Sea anemones (Actiniaria
and Corallimorpharia) of 25-30 species live intertidally along the coast
of North America; most range into subtidal waters. Anemones of almost as
many species occur only subtidally, some at abyssal depths. Knowledge of
deepwater species had been primarily taxonomic, based on occasional trawled
specimens. In the past few decades, many specimens of deepwater anemones
have been trawled from numerous sites along the coast, and from some sites
repeatedly, permitting research on distribution and biology of the animals.
As with some other deepwater marine organisms, the depth of occurence of
several anemone species diminishes with latitude. One abyssal species of
which specimens were collected for many years at one site reproduces seasonally.
It occurs almost exclusively on manganese nodules; another occurs
only on shells of living scaphopods. Photographic and video still and moving
images are increasingly being recorded, and specimens are even being collected
alive, permitting knowledge of live appearence and activity.

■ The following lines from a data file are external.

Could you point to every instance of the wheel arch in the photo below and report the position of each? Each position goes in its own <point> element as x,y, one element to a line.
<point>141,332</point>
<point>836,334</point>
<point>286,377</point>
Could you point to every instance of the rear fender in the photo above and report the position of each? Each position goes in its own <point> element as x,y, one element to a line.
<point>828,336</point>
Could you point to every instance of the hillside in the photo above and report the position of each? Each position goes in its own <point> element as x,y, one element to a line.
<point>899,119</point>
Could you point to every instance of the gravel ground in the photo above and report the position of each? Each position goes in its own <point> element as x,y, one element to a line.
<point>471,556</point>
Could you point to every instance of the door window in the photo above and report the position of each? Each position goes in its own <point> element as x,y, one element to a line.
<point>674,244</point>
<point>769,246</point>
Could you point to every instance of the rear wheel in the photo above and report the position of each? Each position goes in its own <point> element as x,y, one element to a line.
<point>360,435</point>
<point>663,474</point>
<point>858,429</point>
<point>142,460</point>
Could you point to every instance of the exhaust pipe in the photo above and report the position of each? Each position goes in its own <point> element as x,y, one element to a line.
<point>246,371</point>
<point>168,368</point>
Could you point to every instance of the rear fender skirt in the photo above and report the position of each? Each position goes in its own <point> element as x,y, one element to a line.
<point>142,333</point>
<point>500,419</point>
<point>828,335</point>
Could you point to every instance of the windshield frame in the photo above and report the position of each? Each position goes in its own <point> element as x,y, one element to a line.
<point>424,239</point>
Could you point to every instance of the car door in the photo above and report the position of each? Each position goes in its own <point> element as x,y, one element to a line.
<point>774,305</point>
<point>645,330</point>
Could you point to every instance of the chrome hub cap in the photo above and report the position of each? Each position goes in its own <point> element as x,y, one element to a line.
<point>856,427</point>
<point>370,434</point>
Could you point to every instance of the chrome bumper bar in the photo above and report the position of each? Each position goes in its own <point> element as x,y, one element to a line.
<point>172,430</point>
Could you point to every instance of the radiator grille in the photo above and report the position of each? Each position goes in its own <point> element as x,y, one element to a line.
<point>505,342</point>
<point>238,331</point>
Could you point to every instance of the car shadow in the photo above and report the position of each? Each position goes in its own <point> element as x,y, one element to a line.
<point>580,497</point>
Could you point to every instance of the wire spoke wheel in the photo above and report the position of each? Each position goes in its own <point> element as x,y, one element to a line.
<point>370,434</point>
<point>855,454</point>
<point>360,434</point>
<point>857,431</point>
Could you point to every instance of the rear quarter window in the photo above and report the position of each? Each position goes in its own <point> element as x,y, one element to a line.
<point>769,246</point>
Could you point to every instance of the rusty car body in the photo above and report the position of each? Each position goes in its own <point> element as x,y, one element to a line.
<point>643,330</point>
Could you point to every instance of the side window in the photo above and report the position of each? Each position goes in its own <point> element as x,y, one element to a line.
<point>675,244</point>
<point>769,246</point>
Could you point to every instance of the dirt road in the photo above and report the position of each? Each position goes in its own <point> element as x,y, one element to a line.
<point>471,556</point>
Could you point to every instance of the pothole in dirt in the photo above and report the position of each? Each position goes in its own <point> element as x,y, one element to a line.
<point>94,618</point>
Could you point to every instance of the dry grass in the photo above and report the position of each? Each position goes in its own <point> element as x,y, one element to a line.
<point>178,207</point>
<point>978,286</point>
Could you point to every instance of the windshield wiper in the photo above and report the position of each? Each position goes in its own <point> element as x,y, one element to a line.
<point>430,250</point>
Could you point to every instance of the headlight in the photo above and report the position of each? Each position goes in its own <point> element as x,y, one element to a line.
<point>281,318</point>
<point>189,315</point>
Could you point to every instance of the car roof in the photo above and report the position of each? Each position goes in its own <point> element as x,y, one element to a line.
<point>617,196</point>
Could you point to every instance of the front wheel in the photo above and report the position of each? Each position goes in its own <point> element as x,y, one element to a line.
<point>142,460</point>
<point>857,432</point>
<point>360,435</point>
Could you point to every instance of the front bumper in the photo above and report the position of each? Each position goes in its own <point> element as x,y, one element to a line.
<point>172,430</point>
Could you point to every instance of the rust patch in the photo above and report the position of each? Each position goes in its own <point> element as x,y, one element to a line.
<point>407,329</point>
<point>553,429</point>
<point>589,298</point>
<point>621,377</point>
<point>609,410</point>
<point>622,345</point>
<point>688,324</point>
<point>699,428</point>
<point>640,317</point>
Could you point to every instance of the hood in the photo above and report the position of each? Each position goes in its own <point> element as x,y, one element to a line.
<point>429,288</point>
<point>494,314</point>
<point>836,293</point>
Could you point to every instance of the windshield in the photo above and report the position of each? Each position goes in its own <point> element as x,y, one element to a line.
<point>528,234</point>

The Venus
fly-trap posture is widespread among anemones of a variety of taxa; it
may be important in feeding on the rain of particulate matter that is presumably
the animals' primary source of energy. Actinians are among the most diverse
and abundant taxa in the deep northeast Pacific.
Very few taxonomic studies
in the order Actiniaria have employed nucleotide sequence data on an intrageneric
level. Our goal is to establish whether two putative new species of sea
anemones in the genus Urticina from the North American Pacific Coast
are new species or are local variants of described species. In order to
do this we are using nucleotide sequence data as well as a morphological
character that has been used traditionally in anemone taxonomy: types,
size, and distribution of cnidae. We have sequenced a region of the mitochondrial
cytochrome c oxidase subunit I gene (COI) as well as regions of the two
nuclear internal transcribed spacers (ITS1 and ITS2) of the two putative
species and the two described species that they most closely resemble externally.
We will compare the levels of inter- and intraspecific variation among
the two sets of sequence data.
Preliminary data reveal that the COI gene is highly conserved and unsuitable for a taxonomic study on the species level in this genus. According to the analysis of the cnidae, one of the putative new species is different from the one described species that it resembles externally, whereas the other putative new species is not. Results from the molecular and the morphological analysis will be compared.
Sea anemones in the genus Urticina are common in shallow waters of the North Pacific and North Atlantic. I examined living and preserved specimens of the five currently recognized and one putative new species on the west coast of North America. Individuals of each species can be identified in life by color, pattern, and habitat. Museum specimens can be identified by cnidae and column specializations. Urticina crassicornis has a solid red, solid yelow, or mottled red and green column, and basitrichs reaching 95 µm in the actinopharynx. Urticina coriacea has basitrichs reaching 65 µm in the actinopharynx, and adheres debris to the dark red column. Urticina lofotensis has a bright red column with verrucae, and holotrichs in the tentacle tips. Urticina columbiana has thick, crusty verrucae on the orange-red column. Urticina piscivora has either white or pink tentacles, and microbasic p-mastigophores in the smooth, dark red column. The putative new species has a bright red column with white verrucae and adheres debris; the northern limit of its range is much further south than that of any other species in the genus. Preliminary data suggest that color of the marginal sphincter muscle may be a useful character in freshly-killed and alcohol-preserved specimens. Specimens of the North Pacific species will be compared with those of North Atlantic species as part of the taxonomic revision of the genus funded by the NSF PEET program (grant # DEB95-21819).